Susan Edmonstone Ferrier was born in1782 in Lady Stair’s Close in the Old Town of Edinburgh. She was the ninth of the ten surviving children of a busy Edinburgh lawyer and when she was two years old the big family moved to a larger, brand new house in George Street. James Ferrier was one of the principal clerks to the Court of Session, in which office he was a colleague of Sir Walter Scott. He was also legal adviser to the nobility, notably the Duke of Argyll, and Susan often visited the Argyll residence, Inveraray Castle, where she made friends with another guest, a girl from a similar background, Charlotte Clavering of Ardencaple.

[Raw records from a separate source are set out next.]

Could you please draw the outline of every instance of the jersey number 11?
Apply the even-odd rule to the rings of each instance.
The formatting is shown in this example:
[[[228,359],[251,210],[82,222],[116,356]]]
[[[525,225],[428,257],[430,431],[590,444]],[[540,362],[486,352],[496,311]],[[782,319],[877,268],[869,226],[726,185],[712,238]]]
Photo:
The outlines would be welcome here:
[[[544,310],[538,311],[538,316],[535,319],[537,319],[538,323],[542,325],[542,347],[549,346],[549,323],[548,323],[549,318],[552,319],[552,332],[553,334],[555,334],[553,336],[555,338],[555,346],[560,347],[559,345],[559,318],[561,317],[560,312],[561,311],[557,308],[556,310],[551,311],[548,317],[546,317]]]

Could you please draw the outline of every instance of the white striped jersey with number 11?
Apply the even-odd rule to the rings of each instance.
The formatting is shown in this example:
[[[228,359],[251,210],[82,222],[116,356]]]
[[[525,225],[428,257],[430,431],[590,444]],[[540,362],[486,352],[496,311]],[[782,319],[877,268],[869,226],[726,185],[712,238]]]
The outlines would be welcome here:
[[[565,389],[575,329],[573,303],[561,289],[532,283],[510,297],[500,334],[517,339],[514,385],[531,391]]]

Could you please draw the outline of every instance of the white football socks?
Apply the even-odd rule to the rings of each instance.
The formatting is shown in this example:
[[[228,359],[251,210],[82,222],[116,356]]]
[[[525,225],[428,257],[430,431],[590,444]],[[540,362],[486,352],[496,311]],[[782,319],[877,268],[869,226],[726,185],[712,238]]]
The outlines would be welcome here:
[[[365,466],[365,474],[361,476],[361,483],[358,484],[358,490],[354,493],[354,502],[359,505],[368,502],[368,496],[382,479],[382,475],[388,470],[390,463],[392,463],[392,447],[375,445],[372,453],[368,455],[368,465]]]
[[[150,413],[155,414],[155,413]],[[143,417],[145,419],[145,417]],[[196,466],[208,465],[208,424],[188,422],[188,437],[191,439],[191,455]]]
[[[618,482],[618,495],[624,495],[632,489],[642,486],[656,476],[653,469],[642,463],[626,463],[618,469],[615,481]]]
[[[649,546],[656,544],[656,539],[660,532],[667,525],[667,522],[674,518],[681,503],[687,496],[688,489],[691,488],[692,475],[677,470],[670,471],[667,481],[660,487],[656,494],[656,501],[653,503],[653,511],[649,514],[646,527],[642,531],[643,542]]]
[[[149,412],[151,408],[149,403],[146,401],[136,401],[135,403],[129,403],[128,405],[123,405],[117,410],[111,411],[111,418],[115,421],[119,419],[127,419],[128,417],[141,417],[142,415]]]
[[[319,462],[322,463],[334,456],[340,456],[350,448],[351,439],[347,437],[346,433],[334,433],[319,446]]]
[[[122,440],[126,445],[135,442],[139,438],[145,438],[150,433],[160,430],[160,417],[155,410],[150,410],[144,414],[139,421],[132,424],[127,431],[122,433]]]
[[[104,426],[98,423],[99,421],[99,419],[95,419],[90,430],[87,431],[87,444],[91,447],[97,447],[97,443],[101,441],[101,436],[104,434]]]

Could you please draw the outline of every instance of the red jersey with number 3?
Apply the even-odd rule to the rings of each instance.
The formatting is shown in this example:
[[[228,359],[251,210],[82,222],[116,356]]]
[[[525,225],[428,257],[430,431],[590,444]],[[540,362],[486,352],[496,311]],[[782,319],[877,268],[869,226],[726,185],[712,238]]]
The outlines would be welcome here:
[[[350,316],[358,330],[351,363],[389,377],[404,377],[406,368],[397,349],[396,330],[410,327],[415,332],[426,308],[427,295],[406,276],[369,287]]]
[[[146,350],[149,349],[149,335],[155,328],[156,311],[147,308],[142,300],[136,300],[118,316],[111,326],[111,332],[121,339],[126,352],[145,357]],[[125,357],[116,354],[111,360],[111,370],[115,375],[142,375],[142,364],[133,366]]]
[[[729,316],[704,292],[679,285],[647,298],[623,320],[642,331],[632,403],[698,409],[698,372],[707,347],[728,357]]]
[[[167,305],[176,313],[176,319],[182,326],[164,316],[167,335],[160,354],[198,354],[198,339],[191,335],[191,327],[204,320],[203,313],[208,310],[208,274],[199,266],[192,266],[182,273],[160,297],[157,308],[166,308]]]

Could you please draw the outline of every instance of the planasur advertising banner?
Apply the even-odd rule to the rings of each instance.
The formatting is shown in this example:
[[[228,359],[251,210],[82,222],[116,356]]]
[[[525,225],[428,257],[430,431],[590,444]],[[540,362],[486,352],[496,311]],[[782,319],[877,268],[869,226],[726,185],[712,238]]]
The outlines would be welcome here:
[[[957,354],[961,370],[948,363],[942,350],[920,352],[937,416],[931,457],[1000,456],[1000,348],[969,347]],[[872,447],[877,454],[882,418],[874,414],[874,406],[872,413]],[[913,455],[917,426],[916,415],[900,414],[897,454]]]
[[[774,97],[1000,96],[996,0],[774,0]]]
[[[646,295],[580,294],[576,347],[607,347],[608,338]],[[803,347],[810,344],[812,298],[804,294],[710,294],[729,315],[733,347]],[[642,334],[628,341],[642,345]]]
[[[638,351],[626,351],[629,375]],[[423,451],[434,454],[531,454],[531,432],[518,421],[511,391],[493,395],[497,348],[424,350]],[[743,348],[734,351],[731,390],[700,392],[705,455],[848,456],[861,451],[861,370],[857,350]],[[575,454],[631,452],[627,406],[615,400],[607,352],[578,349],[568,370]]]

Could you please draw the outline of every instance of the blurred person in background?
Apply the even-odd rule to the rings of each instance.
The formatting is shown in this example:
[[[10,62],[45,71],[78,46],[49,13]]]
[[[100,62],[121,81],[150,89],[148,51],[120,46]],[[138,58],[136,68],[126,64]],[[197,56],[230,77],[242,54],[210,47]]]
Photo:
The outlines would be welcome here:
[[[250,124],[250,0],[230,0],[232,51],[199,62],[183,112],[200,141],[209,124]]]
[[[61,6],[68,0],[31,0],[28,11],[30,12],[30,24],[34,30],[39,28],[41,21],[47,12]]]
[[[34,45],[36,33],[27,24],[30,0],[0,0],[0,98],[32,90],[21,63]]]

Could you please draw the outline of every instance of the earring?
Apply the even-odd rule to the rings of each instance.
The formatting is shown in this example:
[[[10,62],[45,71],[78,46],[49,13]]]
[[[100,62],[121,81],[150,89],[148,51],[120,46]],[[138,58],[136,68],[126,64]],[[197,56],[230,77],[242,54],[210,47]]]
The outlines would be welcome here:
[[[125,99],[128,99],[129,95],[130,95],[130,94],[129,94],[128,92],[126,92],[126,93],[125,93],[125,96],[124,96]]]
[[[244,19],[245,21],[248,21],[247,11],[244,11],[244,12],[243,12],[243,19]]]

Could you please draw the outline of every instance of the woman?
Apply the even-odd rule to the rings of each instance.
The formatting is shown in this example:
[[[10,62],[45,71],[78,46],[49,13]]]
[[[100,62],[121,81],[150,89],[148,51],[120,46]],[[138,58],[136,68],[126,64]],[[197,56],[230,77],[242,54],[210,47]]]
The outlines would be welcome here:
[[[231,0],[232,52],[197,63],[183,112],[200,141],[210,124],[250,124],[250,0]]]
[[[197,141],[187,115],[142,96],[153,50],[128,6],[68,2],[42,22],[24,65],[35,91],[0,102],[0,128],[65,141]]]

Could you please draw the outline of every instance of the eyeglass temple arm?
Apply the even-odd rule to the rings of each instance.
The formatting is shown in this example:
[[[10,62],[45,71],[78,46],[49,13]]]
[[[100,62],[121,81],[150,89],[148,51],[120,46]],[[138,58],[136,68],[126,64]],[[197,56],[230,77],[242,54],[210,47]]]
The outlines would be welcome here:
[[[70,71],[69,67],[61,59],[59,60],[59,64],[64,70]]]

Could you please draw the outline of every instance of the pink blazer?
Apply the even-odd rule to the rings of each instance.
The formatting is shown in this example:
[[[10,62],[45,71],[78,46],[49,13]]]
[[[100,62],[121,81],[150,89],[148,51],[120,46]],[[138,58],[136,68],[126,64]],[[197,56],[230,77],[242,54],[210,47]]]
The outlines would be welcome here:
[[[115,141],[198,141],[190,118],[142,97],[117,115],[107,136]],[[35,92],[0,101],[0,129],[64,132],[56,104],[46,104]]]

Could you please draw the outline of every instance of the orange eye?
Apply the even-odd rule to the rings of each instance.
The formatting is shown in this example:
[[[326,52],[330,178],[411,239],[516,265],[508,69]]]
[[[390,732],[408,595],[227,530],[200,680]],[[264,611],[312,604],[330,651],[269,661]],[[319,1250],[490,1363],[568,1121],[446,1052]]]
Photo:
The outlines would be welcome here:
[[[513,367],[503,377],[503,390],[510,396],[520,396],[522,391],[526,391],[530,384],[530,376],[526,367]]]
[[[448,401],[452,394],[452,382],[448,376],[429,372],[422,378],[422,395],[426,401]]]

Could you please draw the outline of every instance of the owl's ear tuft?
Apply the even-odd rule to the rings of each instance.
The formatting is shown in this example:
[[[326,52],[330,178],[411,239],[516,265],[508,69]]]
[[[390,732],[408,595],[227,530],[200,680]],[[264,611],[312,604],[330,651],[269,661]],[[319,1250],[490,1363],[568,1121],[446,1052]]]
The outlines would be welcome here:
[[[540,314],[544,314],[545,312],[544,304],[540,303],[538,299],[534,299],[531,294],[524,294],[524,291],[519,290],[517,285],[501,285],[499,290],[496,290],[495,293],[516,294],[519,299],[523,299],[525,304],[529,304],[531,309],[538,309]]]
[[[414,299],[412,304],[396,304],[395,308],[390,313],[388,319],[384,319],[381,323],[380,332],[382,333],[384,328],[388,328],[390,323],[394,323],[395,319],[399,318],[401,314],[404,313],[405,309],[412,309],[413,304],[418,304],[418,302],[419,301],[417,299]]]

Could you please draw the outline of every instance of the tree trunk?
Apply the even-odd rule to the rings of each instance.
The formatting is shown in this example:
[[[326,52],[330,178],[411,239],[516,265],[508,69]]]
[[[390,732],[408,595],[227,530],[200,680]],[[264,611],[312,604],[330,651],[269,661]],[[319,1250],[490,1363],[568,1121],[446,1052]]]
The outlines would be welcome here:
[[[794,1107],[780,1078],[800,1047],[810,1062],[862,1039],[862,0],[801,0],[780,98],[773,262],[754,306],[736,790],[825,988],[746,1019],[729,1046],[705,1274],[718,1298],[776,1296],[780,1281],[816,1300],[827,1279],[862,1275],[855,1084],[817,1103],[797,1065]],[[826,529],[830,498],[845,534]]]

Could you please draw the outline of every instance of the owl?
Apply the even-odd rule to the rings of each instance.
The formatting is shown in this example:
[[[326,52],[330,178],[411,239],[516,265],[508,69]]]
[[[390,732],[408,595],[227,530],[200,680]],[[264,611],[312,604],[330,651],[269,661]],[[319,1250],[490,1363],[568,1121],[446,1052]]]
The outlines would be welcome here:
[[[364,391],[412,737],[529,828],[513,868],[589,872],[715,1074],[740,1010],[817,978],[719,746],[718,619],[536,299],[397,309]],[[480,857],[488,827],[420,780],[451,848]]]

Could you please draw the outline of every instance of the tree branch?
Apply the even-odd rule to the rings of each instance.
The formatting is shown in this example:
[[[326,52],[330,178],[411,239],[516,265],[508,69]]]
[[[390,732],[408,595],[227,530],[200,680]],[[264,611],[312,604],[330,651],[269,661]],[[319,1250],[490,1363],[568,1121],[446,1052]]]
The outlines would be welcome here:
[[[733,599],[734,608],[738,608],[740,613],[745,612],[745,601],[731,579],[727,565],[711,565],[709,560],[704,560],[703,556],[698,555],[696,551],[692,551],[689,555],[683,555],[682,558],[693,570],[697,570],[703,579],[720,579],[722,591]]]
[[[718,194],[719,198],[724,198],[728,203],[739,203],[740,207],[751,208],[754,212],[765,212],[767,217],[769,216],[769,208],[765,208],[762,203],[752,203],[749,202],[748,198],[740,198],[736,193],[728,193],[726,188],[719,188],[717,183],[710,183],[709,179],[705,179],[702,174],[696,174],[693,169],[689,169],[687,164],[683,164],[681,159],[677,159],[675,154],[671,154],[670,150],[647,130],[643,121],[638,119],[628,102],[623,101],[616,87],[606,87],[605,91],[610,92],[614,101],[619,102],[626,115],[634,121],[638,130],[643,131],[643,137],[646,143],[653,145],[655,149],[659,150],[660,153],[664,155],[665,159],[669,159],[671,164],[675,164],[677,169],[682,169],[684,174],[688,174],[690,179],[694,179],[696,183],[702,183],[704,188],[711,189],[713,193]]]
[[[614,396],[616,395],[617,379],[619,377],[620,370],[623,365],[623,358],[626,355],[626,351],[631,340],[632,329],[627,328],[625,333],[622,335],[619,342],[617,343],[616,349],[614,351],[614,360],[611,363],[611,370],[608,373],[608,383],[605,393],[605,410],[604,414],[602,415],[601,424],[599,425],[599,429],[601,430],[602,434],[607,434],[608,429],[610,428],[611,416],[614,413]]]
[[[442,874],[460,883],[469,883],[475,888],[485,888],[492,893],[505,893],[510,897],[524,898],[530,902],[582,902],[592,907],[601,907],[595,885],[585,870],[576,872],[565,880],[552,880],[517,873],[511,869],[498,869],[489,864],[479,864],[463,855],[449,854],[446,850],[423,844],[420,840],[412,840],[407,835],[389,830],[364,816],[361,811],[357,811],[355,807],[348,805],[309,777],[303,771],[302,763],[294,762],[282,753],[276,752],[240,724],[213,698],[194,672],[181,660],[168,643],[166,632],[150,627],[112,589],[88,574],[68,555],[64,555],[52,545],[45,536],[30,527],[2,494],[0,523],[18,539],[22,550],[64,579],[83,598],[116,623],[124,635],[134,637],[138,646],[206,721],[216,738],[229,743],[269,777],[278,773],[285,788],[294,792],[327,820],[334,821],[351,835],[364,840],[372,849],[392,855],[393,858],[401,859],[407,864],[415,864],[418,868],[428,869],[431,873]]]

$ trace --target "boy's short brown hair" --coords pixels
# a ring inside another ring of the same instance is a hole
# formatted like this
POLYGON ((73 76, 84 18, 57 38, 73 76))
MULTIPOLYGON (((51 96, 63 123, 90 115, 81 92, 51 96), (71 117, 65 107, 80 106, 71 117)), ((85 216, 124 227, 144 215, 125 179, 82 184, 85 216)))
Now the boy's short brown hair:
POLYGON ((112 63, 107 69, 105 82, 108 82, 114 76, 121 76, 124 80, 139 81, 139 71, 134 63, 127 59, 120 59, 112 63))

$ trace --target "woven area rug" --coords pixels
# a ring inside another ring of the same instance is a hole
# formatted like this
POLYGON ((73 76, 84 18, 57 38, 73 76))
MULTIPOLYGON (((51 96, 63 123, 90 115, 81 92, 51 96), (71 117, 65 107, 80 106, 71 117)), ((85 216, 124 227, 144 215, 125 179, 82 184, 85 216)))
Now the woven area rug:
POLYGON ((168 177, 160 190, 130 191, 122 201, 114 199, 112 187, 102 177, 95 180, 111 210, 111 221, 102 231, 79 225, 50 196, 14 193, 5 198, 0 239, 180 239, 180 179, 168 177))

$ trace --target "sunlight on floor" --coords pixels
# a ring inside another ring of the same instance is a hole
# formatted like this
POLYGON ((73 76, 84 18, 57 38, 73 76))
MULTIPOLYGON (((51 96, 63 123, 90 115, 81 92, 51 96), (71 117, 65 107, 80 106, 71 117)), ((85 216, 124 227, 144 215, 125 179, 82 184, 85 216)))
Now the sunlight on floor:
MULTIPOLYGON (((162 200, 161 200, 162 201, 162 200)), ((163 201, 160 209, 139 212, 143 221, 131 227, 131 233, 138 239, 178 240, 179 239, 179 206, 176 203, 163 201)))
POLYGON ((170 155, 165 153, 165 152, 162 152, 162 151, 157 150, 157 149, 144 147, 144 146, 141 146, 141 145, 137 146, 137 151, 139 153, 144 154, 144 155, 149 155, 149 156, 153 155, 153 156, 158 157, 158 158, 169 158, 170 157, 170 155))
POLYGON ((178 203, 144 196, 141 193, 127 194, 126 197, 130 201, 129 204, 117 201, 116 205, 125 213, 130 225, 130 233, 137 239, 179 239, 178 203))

In private, the two young women laughed together at the awfulness of the guests at Inveraray, and decided to write a novel together, basing their characters on the aristocrats they were obliged to mingle with. Charlotte wrote an outline, but Susan was not very enthusiastic about it – and so the latter wrote a new version. The resulting comedy of manners, Marriage, of which Charlotte wrote only one chapter, was published in 1818 and sold well, its readers having much malicious fun guessing on whom the characters were based.